Contents:


Combinatorial Problems

Check out Numerical Recipes

Whats different?

  • Issues of Precision and Error. Floating point issues. Use both single and double precision, and think hard when they diverge.
  • Extensive Libraries of Code. There is no reason to not to use all thats already written.

Sorting

Input description: A set of \(n\) items.
Problem description: Arrange the items in increasing (or decreasing) order.

  • The most fundamental algorithmic problem in computer science.
  • First rule of algorithm design : "when in doubt, sort"
  • Questions to ask,
    • How many keys will you be sorting? Use simple routines.
    • Will there be duplicate keys in the data? Do you need sort to be stable?
    • What do you know about your data?
      • Has the data already been partially sorted? Insertion sort would perform much better.
      • Do you know the distribution of the keys? A bucket or distribution sort would make sense.
      • Are your keys very long or hard to compare? It might make sense to use prefixes, or maybe use radix sort.
      • Is the range of possible keys very small? Use something like counting sort.
    • Do I have to worry about disk accesses? Use external sorting, or use B-tree.
    • How much time do you have to write and debug your routine?
  • If you want to implement your own quicksort,
    • Use randomization,
    • Median of three
    • Leave small subarrays for insertion sort
    • Do the smaller partition first. compiler optimizations using tail recursion might help.
  • Implementations : GNU sort, C++ STL sort and stable_sort, and many more.
  • Related : Dictionaries, searching, topological sorting

Searching

Input description: A set of \(n\) keys \(S\), and a query key \(q\).
Problem description: Where is \(q\) in \(S\)?

  • "Searching" is a word that means different things to different people.
  • We consider the task of searching for a key in a list, array or a tree.
  • Sequential search vs. Binary search.
  • Questions to ask,
    • How much time can you spend programming? Binary search can be tricky to be made bug free.
    • Are certain items accessed more often than other ones? Exploit there relative frequencies.
    • Might access frequencies change over time?
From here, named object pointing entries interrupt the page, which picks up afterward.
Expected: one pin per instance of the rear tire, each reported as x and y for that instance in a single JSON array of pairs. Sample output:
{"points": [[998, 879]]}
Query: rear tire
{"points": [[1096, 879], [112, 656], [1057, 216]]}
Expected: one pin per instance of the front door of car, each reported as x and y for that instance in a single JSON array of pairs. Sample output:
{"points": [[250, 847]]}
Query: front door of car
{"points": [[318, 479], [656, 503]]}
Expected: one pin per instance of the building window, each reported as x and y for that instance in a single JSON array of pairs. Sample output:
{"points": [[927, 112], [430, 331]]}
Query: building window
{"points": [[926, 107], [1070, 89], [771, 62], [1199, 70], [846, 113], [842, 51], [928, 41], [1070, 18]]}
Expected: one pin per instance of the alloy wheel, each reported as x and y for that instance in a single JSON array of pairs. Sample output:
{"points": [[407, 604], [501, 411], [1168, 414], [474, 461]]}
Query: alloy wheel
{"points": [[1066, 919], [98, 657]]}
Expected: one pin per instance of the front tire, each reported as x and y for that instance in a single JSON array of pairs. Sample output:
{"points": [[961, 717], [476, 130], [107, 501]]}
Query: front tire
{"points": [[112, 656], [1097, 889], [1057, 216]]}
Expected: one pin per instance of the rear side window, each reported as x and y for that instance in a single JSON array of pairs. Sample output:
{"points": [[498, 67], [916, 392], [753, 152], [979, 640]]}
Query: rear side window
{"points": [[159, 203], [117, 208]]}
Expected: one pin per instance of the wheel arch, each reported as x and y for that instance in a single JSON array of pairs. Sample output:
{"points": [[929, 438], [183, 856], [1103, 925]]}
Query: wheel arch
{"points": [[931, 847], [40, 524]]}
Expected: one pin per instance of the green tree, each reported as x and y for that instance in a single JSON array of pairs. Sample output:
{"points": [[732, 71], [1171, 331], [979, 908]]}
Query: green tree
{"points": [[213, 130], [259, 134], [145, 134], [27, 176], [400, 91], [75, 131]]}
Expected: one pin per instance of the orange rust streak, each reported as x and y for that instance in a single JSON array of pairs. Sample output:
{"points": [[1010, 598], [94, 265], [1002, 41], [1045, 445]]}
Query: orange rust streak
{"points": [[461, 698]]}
Use self-organizing structures like splay trees.
    • Is the key close by? Use sequential search.
    • Is my data structure sitting on external memory? Use B-trees.
    • Can I guess where the key should be? Interpolation search
  • Implementations : C++ STL find and binary_search
  • Related : Dictionaries, sorting

Median and Selection

Input description: A set of \(n\) numbers or keys, and an integer \(k\).
Problem description: Find the key smaller than exactly \(k\) of the \(n\) keys.

  • Median finding is an essential problem in statistics, more robust than mean.
  • Special case of selection problem which arises in several applications,
    • Filtering outlying elements : Remove 10% largest and smallest values.
    • Identifying the most promising candidates : Select top 25%.
    • Deciles and related divisions.
    • Order statistics
  • Issues in median finding(arbitrary selection),
    • How fast does it have to be? \(O(n\log n)\) or \(O(n)\) expected-time.
    • What if you only get to see each element once? Define approximate deciles, or do random sampling, or mix both strategies.
    • How fast can you find the mode?
  • Implementations : C++ STL nth_element
  • Related : Priority queues, sorting

Generating Permutations

Input description: An integer \(n\).
Problem description: Generate (1) all, or (2) a random, or (3) the next permutation of length \(n\).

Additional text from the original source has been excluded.